La langue politiquement correcte, le langage fonctionnel des technocrates, les lieux communs médiatiques et les expressions branchées dans lesquels doivent se mouler nos paroles quotidiennes, tout cela contribue à l’édification d’un vaste discours anonyme qui discipline la pensée de tous, tout en faisant taire la singularité de chacun.
"Les partenaires sociaux devront à tout prix se pencher sur la problématique des charges sociales " ; " Afin d’éviter les pièges à l’emploi, seule une réforme drastique permettra de mieux aligner le capital humain sur les besoins d’une société efficace, soucieuse d’une bonne gouvernance " ; " Une grève sauvage a encore pris en otage la population ce matin ".
Tous les jours, les ondes déversent de manière lancinante de tels propos, tous coulés dans le même moule, cette logorrhée d’une pensée unique, outil de propagande silencieuse et de persuasion clandestine.
Pourquoi ces termes foisonnent-ils ? A quelles fins ? Pourquoi tel mot est-il préféré à un autre ? Pourquoi certaines expressions sont-elles dépréciées ?
La langue politiquement correcte, le langage fonctionnel des technocrates, les lieux communs médiatiques et les expressions branchées dans lesquels doivent se mouler nos paroles quotidiennes, tout cela contribue à l’édification d’un vaste discours anonyme qui discipline la pensée de tous, tout en faisant taire la singularité de chacun. Dans toute langue de bois, les circonvolutions ont pour fonction de freiner la prise de conscience des enjeux par l’adoucissement des images, outre qu’elles réduisent la compréhension et minimisent les dangers.
Les néologismes globalisants se naturalisent sans que les citoyens aient eu le temps de pratiquer à leur encontre le doute méthodique et d’identifier le lieu d’où parlent leurs inventeurs et leurs opérateurs. Et, bien souvent, les gens endossent sans le savoir les mots et les représentations associés aux choses et aux forces qu’ils entendent combattre.

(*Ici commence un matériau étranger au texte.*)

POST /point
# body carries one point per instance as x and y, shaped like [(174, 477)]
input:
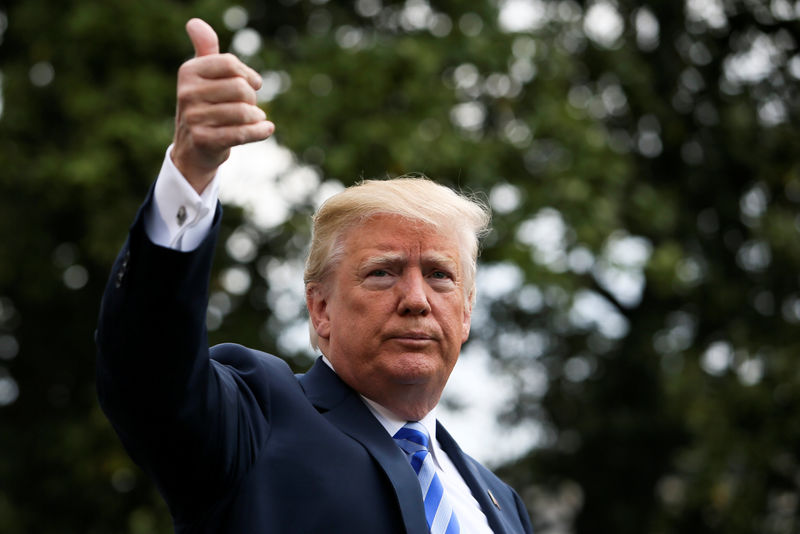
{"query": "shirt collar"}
[(392, 423)]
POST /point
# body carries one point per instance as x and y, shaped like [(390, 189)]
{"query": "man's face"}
[(392, 316)]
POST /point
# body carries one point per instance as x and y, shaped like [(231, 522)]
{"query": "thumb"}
[(203, 37)]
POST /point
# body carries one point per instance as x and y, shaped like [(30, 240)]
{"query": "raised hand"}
[(216, 108)]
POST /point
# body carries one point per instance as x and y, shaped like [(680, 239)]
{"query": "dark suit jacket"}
[(237, 443)]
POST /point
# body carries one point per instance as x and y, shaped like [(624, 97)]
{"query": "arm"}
[(174, 409)]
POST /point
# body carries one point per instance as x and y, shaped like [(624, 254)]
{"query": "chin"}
[(414, 368)]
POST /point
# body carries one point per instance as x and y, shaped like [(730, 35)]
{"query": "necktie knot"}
[(414, 440), (413, 436)]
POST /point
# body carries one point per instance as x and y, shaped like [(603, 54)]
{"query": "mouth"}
[(412, 337)]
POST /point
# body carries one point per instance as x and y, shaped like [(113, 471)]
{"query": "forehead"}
[(392, 233)]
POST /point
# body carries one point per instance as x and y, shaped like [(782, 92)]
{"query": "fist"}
[(216, 108)]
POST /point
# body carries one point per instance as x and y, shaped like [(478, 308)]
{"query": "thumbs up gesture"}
[(216, 108)]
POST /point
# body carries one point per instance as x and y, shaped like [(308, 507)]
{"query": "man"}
[(235, 442)]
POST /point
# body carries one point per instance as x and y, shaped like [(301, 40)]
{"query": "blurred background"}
[(636, 340)]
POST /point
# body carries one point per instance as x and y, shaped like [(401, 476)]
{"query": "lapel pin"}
[(494, 501)]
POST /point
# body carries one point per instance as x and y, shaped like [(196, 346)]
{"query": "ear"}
[(466, 320), (317, 304)]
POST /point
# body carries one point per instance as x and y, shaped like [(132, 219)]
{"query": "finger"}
[(217, 92), (223, 66), (203, 37), (225, 115), (223, 137)]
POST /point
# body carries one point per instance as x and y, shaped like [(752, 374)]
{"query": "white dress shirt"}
[(180, 219)]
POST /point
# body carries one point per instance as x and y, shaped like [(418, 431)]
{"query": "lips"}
[(412, 336)]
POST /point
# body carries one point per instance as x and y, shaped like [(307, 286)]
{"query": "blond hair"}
[(415, 198)]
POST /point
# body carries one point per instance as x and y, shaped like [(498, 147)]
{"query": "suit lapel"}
[(473, 478), (344, 408)]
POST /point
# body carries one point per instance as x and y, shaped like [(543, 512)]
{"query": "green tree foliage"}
[(642, 289)]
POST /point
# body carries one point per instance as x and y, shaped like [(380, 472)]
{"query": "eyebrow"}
[(389, 258), (394, 258)]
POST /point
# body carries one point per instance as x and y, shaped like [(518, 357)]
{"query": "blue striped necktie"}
[(414, 440)]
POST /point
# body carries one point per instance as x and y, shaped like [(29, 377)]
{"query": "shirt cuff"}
[(179, 218)]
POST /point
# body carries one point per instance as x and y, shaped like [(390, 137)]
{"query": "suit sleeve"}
[(193, 424)]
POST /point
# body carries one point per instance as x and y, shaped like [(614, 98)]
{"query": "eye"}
[(440, 275)]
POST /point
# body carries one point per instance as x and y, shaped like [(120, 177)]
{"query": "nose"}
[(413, 297)]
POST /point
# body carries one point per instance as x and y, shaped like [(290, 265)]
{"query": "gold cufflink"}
[(494, 501)]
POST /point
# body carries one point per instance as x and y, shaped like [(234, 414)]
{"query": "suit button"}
[(123, 268)]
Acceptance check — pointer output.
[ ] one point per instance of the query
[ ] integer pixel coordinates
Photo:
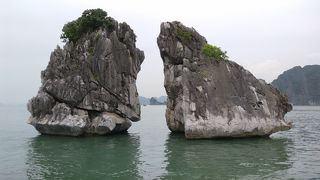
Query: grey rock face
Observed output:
(210, 99)
(89, 87)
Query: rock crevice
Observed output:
(208, 98)
(89, 86)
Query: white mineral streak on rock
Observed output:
(215, 99)
(94, 90)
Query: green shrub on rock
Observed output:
(90, 20)
(214, 52)
(183, 35)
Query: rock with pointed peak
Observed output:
(208, 98)
(89, 86)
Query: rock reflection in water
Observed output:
(225, 158)
(114, 156)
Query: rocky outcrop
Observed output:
(89, 87)
(302, 84)
(154, 101)
(209, 98)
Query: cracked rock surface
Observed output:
(211, 99)
(89, 87)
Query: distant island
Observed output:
(301, 84)
(162, 100)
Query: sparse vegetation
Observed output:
(90, 20)
(183, 35)
(214, 53)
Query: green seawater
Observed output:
(150, 151)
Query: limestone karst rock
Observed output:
(89, 86)
(209, 98)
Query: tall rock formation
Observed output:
(89, 87)
(301, 84)
(209, 98)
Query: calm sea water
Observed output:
(150, 151)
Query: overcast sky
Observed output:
(267, 37)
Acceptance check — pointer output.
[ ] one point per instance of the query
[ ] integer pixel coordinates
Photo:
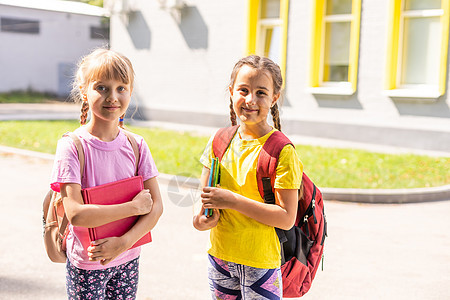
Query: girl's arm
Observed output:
(105, 250)
(281, 215)
(200, 221)
(91, 215)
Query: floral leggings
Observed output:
(118, 282)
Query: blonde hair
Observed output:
(101, 64)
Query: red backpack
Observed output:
(302, 245)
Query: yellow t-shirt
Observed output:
(238, 238)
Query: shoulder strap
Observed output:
(135, 147)
(267, 164)
(222, 140)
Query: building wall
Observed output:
(183, 66)
(44, 62)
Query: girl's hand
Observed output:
(202, 222)
(214, 197)
(143, 202)
(105, 250)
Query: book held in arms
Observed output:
(116, 192)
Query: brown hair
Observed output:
(264, 64)
(100, 64)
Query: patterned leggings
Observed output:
(230, 281)
(118, 282)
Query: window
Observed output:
(267, 30)
(335, 46)
(19, 25)
(417, 50)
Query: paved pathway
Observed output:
(373, 251)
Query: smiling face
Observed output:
(108, 99)
(253, 96)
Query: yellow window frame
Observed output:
(317, 43)
(252, 30)
(393, 47)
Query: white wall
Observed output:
(182, 64)
(33, 60)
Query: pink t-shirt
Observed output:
(105, 162)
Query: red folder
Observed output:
(115, 193)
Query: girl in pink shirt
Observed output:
(104, 268)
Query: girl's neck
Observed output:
(104, 131)
(254, 131)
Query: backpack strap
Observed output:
(135, 147)
(222, 140)
(267, 164)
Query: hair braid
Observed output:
(84, 110)
(232, 114)
(276, 116)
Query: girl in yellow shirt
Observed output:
(245, 251)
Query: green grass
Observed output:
(178, 153)
(26, 97)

Or, le langage n’est pas un simple outil qui reflète le réel ou qui le désigne une fois celui-ci constitué, mais il crée également du réel en orientant les comportements et la pensée. Si les mots sont importants, les mots politiques et sociaux le sont encore plus. Leur répétition et leurs occurrences en réseau orientent la pensée et l’action, car substituer un mot à un autre revient toujours à modifier le regard et les interprétations anciennement portés sur le phénomène observé. En travestissant leur sens ordinaire et en colonisant les mentalités, les mots ont un réel pouvoir de création de l’injustice.
Croyant refléter l’opinion des gens ordinaires, les médias contribuent en réalité à construire et à produire cette opinion, ils renforcent ainsi la pression de conformité qui pèse sur eux, réduisant ainsi leur marge de manoeuvre pour tenir des discours plus lucides et plus explicatifs.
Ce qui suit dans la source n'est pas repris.